Perhaps you’ve already read of Michael Porter’s newest article and strategic insight. It’s likely to be one of the most profound ideas in business for the years ahead. (See Harvard Business Review, January-February 2011.)
Porter, often with his colleague Mark Kramer, has led the thinking on ideas such as industrial structure and competitive analysis, value chain sources of competitive advantage, industry clusters for economic development, strategic philanthropy, and now “Creating Shared Value.” I want to describe the idea a bit, but, moreover, assert that this is how family firms around the world have long naturally thought.
“Creating Shared Value” attempts to bridge the contradiction of firms seeking increased share value from maximizing their economic efficiency and firms sharing their profits via corporate social responsibility in order to do good to their other stakeholders as well as their shareholders.
Porter and Kramer argue that this is a false contradiction – in fact, that it’s usually seen as a contradiction has cost firms and society. They offer that more and more short run profit focus has driven this lose-lose contradiction. For example, in the pursuit of short-term profits firms have rushed to outsource as much as possible and to move production to cheap places all over the world. These moves, per Porter and Kramer, have been bad both for firms’ profits and for society.
“Creating Shared Value” proposes that shareholders and society find win-win solutions when firms imagine that their products and services can even better enhance the lives or effectiveness of customers. The same when firms enhance their profits and society’s benefit with wise and innovative use of resources (i.e., energy, packaging, water, etc.) – not charitably as a cost to the business, but creatively as a cost reduction to the business. They also urge the win-win benefits of more focus on locals where they do business so that the firm’s business success is good for the community and the community’s other strengths improve the global competitiveness of the firms in the community.
My point in attempting to summarize the “Creating Shared Value” concept is to highlight that such thinking has long been common to successful family businesses for several reasons:
- Family firms, for the most part, haven’t been swept up in the ideology of short-term thinking.

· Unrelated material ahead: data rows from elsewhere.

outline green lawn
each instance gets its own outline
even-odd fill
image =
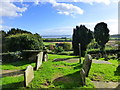
[[[92,63],[89,78],[95,81],[120,81],[120,68],[118,69],[118,60],[109,60],[112,64]]]
[[[117,60],[109,60],[113,64],[95,64],[92,63],[89,77],[86,78],[87,85],[80,86],[80,69],[82,65],[79,61],[71,63],[62,58],[75,58],[75,56],[48,54],[49,61],[44,62],[38,71],[34,71],[34,79],[28,88],[72,88],[79,90],[80,88],[94,88],[91,80],[101,81],[117,81],[120,76],[120,69]],[[62,61],[53,61],[61,58]],[[82,61],[84,58],[82,58]],[[28,65],[35,66],[33,62],[19,61],[9,64],[3,64],[2,69],[25,69]],[[91,80],[90,80],[91,79]],[[23,76],[3,77],[3,88],[27,89],[23,87]]]

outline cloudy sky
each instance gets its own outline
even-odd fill
[[[118,33],[119,0],[0,0],[0,29],[40,35],[72,35],[76,25],[94,30],[99,22]]]

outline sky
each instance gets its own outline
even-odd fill
[[[119,0],[0,0],[0,30],[20,28],[40,35],[72,35],[85,25],[105,22],[118,33]]]

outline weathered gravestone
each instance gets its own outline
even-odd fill
[[[24,72],[24,86],[27,87],[28,84],[33,80],[33,78],[34,78],[33,67],[29,65]]]
[[[90,55],[86,55],[85,56],[85,60],[83,62],[83,69],[85,71],[85,76],[88,77],[89,74],[89,70],[92,64],[92,57]]]
[[[85,71],[83,68],[80,70],[80,85],[82,85],[82,86],[86,85]]]
[[[47,55],[47,52],[44,52],[43,53],[43,61],[47,61],[48,60],[48,55]]]
[[[40,52],[37,55],[36,67],[35,67],[36,70],[38,70],[39,67],[42,65],[42,60],[43,60],[43,52]]]

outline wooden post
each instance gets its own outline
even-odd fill
[[[79,43],[79,63],[81,63],[81,45]]]

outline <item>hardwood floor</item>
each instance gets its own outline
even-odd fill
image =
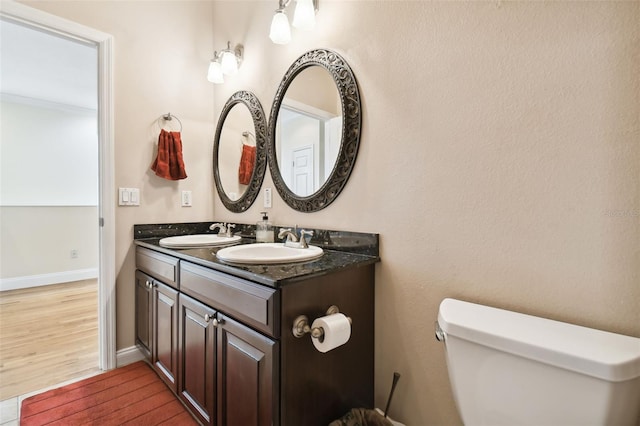
[[[0,401],[97,371],[97,280],[0,292]]]

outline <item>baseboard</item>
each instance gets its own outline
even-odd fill
[[[74,271],[28,275],[25,277],[0,278],[0,291],[70,283],[73,281],[90,280],[93,278],[98,278],[98,268],[76,269]]]
[[[116,352],[116,366],[118,367],[133,364],[134,362],[142,361],[143,359],[144,354],[140,352],[137,346],[120,349]]]

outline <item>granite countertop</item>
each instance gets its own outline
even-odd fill
[[[314,276],[325,275],[345,268],[370,265],[380,261],[378,234],[344,231],[314,230],[311,245],[322,247],[319,259],[287,264],[244,265],[218,260],[216,252],[225,246],[171,249],[160,246],[164,237],[211,233],[212,222],[191,224],[135,225],[134,243],[207,268],[245,278],[270,287],[281,287]],[[306,228],[308,229],[308,228]],[[234,231],[242,236],[238,244],[255,243],[255,225],[238,224]],[[275,233],[278,233],[276,229]]]

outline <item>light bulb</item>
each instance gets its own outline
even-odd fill
[[[222,58],[220,58],[220,67],[222,72],[227,75],[235,75],[238,73],[238,59],[236,54],[231,50],[223,50]]]
[[[301,30],[312,30],[316,26],[316,10],[313,0],[296,0],[293,26]]]
[[[289,19],[284,10],[276,10],[271,21],[271,31],[269,38],[275,44],[287,44],[291,41],[291,28],[289,28]]]
[[[222,75],[222,67],[220,62],[215,59],[211,60],[209,64],[209,72],[207,73],[207,80],[212,83],[222,84],[224,83],[224,76]]]

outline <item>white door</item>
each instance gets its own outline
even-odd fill
[[[315,192],[313,164],[313,146],[293,150],[293,192],[300,197],[306,197]]]

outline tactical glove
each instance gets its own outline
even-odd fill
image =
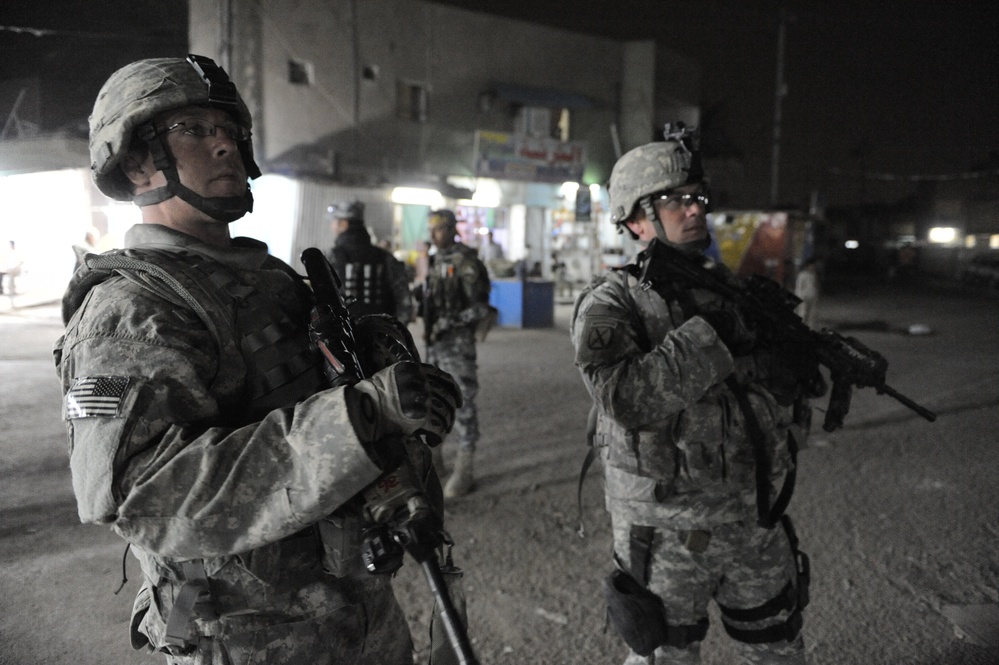
[[[421,368],[430,391],[430,414],[416,433],[423,434],[427,445],[433,447],[444,441],[454,426],[455,411],[462,404],[461,390],[447,372],[429,363],[423,363]]]
[[[753,359],[756,361],[756,380],[780,404],[793,404],[798,397],[821,397],[828,389],[818,360],[808,348],[757,349]]]
[[[756,333],[746,324],[737,309],[718,309],[698,314],[708,322],[718,339],[728,347],[733,356],[744,356],[753,350]]]
[[[425,427],[430,417],[426,375],[411,361],[390,365],[348,387],[345,399],[354,432],[367,443],[394,434],[413,434]]]

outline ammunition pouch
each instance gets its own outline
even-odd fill
[[[659,596],[634,577],[615,569],[604,580],[607,615],[621,638],[640,656],[648,656],[669,636]]]
[[[622,570],[615,557],[618,565],[603,584],[611,623],[631,650],[640,656],[648,656],[664,644],[684,649],[693,642],[700,642],[708,633],[707,617],[696,624],[671,625],[662,600],[646,588],[653,534],[652,527],[632,525],[632,572]]]

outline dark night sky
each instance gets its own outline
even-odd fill
[[[654,38],[699,64],[697,101],[710,129],[745,160],[741,203],[767,202],[780,0],[436,1],[620,39]],[[999,167],[999,2],[786,5],[782,202],[804,205],[813,189],[831,205],[891,202],[915,190],[910,176]],[[4,2],[0,26],[56,32],[0,30],[0,86],[20,77],[55,80],[60,99],[43,100],[46,128],[85,118],[121,64],[182,54],[186,17],[183,0]],[[898,179],[865,180],[863,171]]]
[[[702,109],[745,158],[743,203],[768,201],[779,0],[440,1],[656,39],[698,63]],[[967,173],[990,154],[999,167],[999,2],[785,4],[780,201],[805,205],[817,188],[831,205],[892,202],[914,192],[911,176]],[[861,185],[860,172],[879,178]]]

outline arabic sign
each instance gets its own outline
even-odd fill
[[[475,175],[497,180],[580,182],[586,143],[503,132],[475,132]]]

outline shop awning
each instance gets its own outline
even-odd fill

- Family firms have readily seen the link between where they do business and how they do business as where they do business is home and where they want their families to contribute and to benefit.
- Family firms often embrace vertical integration – not outsourcing – as a competitive advantage. They have long seen suppliers and customers as extensions of their family; they value the reliability and the collaboration of their value chain partners. And these partners are very often from the same locale – further strengthening the win-win insight of the home, community cluster. (For example, think of the long lived northern Italian fashion and industrial firms such as Ferragamo and Beretta and the education and technology centers surrounding many of Germany’s Middlestand companies.)
- When family firms do move production or distribution elsewhere in the world they take their values with them. They see their dispersed locations more as extensions of their home culture rather than as impersonal cost or selling centers.
- Most importantly, family firms don’t as likely fall into the win-lose thinking that fundamental contradictions bring. One of Porter and Kramer’s most powerful contributions of the “Creating Share Value” idea is that companies (and society) needed to see economic efficiency and social progress as a contradiction. Instead their concept synthesis the paradox of shareholder value and stakeholder value. Family firms, we believe, have an inherent capacity to think that way. They live with and cherish paradoxes (for example, Cargill and WL Gore & Associates). After all, that’s natural for them: they have lived the family welfare and business welfare paradox all their lives.